Eventually, Charlie hooks up with Gust Avrokotos (Philip Seymour Hoffman), a CIA agent on the verge of being fired for his filthy mouth and foul temper. When Gust and Charlie meet just as a drug scandal is breaking in the congressman’s office (a wonderfully staged scene, straight from a door-slamming sex farce), the two men realize that they’re brothers under the skin, romantic pragmatists who get off on gaming the system for the sheer sport of it.

It’s getting boring handing out compliments to Hoffman, who’s given standout performances in three movies since October alone. But he nearly hijacks the movie as the graceless, hyperintelligent Gust. Hoffman and Hanks riff off each other with great chemistry and charm—hell, I’d sell these guys a grenade launcher if I had one. But the same can’t be said of Hanks and Roberts. Julia looks sensational—a scene in a bikini will have you disbelieving that she ever gave birth to twins—but there’s something synthetic, perhaps even a little condescending, about her portrait of a sex-loving, Commie-hating Southern matriarch. You’re never really convinced that she believes in Jesus or the mujahideen, and it doesn’t help that her character is by far the most underwritten of the big three. The smaller roles are better, and better cast: Ned Beatty as a softhearted senator, Amy Adams as Charlie’s Girl Friday, and Emily Blunt as the leggy daughter of a favor-seeking constituent.

Because of the movie’s rollicking pace—it’s barely 97 minutes long—it’s sometimes hard to distinguish Nichols’ and Sorkin’s real politics from the pieties they’re trying to skewer. For the most part, they seem to share the main characters’ conviction that “killing Russkies,” at least in the context of the Afghan invasion, was an unalloyed good. A brief scene in which a piggish Russian pilot is shot down by newly armed Afghan villagers veers close to jingoism. The rare scenes of war on the ground in Afghanistan seem straight from a video game—civilians scattering as we watch them get picked off from a helicopter’s-eye view. And a triumphant montage, in which music from Handel’s Messiah plays as Soviet copters spin to the ground in flames, is surely meant to be ironic—so why does it feel so damn inspiring?

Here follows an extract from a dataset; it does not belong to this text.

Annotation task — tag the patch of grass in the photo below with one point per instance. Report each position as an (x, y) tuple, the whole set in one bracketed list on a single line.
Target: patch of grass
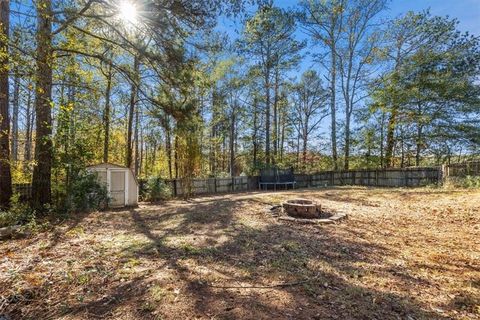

Charlie Wilson’s War ends on a queasy note, as the congressman is celebrated for arming the very country that, 20 years later, would harbor some of our worst, and poorest, enemies. A few rushed scenes track Charlie’s unsuccessful attempts to divert funds for post-Soviet reconstruction in Afghanistan, but that story line seems to bore Nichols as much as the talk of rebuilding schools bores congressmen. Final ironies aside, the movie’s freewheeling, devil-may-care mood remains a symptom of the extent to which Reagan nostalgia has penetrated even the liberal mainstream. In Sorkin and Nichols’ fantasy ‘80s, Republicans and Democrats can, literally, get in bed together for the greater good of the country, and covert wars fought by proxy can keep the bad guys out of our back yard, at least for a decade or two. Must’ve been nice.